I am interested in exploring the work and theory of contemporary performance artist and author Joanna Frueh, as a way of examining how "third-wave" feminism allows for greater complexity in the handling of subjects such as eroticism, pleasure, beauty/ugliness, and compassionate embodiment in the female experience. It is my sense (from within my very basic understanding of the history of feminism) that, at its inception, feminism characterized the female body in more blatant, hyperbolic terms: the victimized body, the aggressively sexual(ized) body, etc. Joanna Frueh, however, proposes - to an almost comically 'new-age-y' degree - a gentler, less militant, more complicated model for female embodiment and empowerment. She conveys these ideas through books and articles, as well as through her text-based performance works.

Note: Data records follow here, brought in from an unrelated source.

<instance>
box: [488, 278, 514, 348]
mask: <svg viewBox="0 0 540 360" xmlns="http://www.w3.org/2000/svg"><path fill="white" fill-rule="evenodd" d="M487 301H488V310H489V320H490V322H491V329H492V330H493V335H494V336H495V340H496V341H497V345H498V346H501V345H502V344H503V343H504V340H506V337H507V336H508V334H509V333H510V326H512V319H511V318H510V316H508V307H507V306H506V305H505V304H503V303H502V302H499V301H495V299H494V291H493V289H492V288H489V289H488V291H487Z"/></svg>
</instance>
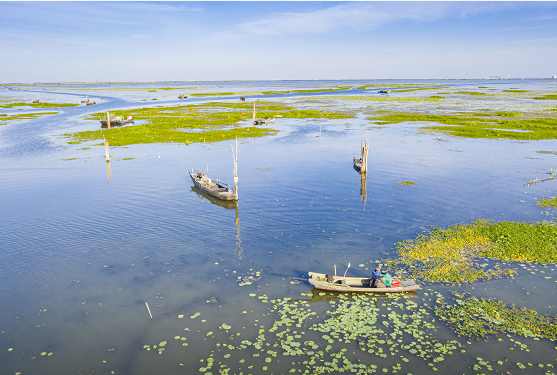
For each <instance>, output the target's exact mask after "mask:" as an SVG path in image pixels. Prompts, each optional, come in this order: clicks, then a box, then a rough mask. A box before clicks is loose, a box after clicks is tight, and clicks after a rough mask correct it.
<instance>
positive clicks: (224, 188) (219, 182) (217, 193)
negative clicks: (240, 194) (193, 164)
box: [188, 170, 238, 201]
mask: <svg viewBox="0 0 557 375" xmlns="http://www.w3.org/2000/svg"><path fill="white" fill-rule="evenodd" d="M188 173H189V174H190V178H191V180H192V181H193V183H194V185H195V186H196V187H197V188H198V189H199V190H201V191H204V192H205V193H207V194H210V195H212V196H213V197H216V198H218V199H222V200H223V201H232V200H237V199H238V195H237V194H236V193H235V192H234V190H233V189H232V187H231V186H230V185H228V184H225V183H224V182H220V181H218V180H217V181H214V180H212V179H210V178H209V176H207V175H206V174H205V173H203V172H202V171H200V170H197V171H194V170H192V171H191V172H188Z"/></svg>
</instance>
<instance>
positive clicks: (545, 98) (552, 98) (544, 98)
mask: <svg viewBox="0 0 557 375" xmlns="http://www.w3.org/2000/svg"><path fill="white" fill-rule="evenodd" d="M532 99H536V100H557V94H548V95H545V96H535V97H533V98H532Z"/></svg>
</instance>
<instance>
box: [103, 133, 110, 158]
mask: <svg viewBox="0 0 557 375" xmlns="http://www.w3.org/2000/svg"><path fill="white" fill-rule="evenodd" d="M103 139H104V137H103ZM104 157H105V158H106V161H107V162H108V161H110V154H109V153H108V142H107V141H106V139H105V140H104Z"/></svg>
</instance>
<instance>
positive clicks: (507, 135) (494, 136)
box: [370, 112, 557, 140]
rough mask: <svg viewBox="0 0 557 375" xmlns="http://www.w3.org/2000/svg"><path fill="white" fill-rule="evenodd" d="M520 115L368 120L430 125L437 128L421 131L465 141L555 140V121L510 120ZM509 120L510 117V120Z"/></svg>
mask: <svg viewBox="0 0 557 375" xmlns="http://www.w3.org/2000/svg"><path fill="white" fill-rule="evenodd" d="M520 115H521V114H519V113H515V112H499V113H496V114H489V113H470V114H459V115H429V114H418V113H406V112H398V113H391V114H386V115H382V116H378V117H372V118H370V120H371V121H377V120H379V121H383V123H388V124H396V123H401V122H406V121H407V122H433V123H438V124H441V125H431V126H425V127H423V128H422V130H426V131H437V132H440V133H443V134H446V135H453V136H458V137H465V138H505V139H516V140H539V139H557V118H552V117H537V118H524V119H514V117H518V116H520ZM480 116H481V117H480ZM496 117H500V118H496ZM509 117H512V119H511V118H509ZM443 125H445V126H443ZM447 125H448V126H447ZM517 130H518V131H517Z"/></svg>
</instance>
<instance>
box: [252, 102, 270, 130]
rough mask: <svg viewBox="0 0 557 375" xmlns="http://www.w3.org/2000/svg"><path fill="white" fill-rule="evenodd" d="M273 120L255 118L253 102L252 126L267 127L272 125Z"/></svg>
mask: <svg viewBox="0 0 557 375" xmlns="http://www.w3.org/2000/svg"><path fill="white" fill-rule="evenodd" d="M274 123H275V119H274V118H269V116H265V117H264V118H255V102H253V125H267V124H274Z"/></svg>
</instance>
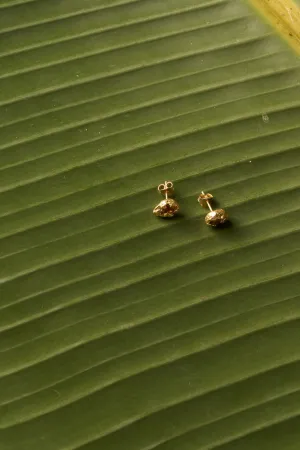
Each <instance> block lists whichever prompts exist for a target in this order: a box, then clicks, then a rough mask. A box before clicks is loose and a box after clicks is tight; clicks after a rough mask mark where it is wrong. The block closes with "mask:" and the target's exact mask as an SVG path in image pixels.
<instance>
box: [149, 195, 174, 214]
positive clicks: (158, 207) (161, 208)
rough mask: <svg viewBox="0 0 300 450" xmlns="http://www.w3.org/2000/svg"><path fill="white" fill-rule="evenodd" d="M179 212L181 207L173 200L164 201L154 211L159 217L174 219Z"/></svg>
mask: <svg viewBox="0 0 300 450" xmlns="http://www.w3.org/2000/svg"><path fill="white" fill-rule="evenodd" d="M178 211H179V205H178V203H177V202H176V201H175V200H174V199H173V198H166V199H165V200H162V201H161V202H160V203H159V204H158V205H157V206H156V207H155V208H154V210H153V214H154V215H155V216H157V217H173V216H174V215H175V214H176V213H177V212H178Z"/></svg>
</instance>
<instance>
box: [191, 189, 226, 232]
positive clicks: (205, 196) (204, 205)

While Frueh is clearly over 45 years of age, and thus came of age artistically in a pre-third-wave climate, she continues to perform, publish, and teach actively today, and her work continues to attract the consideration of contemporary critics and theorists. As I do more research on Frueh, the criticism surrounding her work, and "third-wave" feminism as a whole (*is* it a 'whole'? - that is a complicated question - also something I intend to develop a better understanding of...), I will post more specifics about how Frueh's work embodies significant questions/issues in third-wave feminism, or in whatever you want to call today's climate of feminist issues and concerns.
Link to Frueh's site: www.joannafrueh.com
Posted by Adrienne Lynch
1 comment:
It is nice to see an artist who reclaims "sweet" and "girly" poses and colors to use in the name of feminism.
Is her work mostly performance stuff? I can't seem to find any reproductions of it on her website. Are the scripts just not running right on my computer? Or where can we see clips?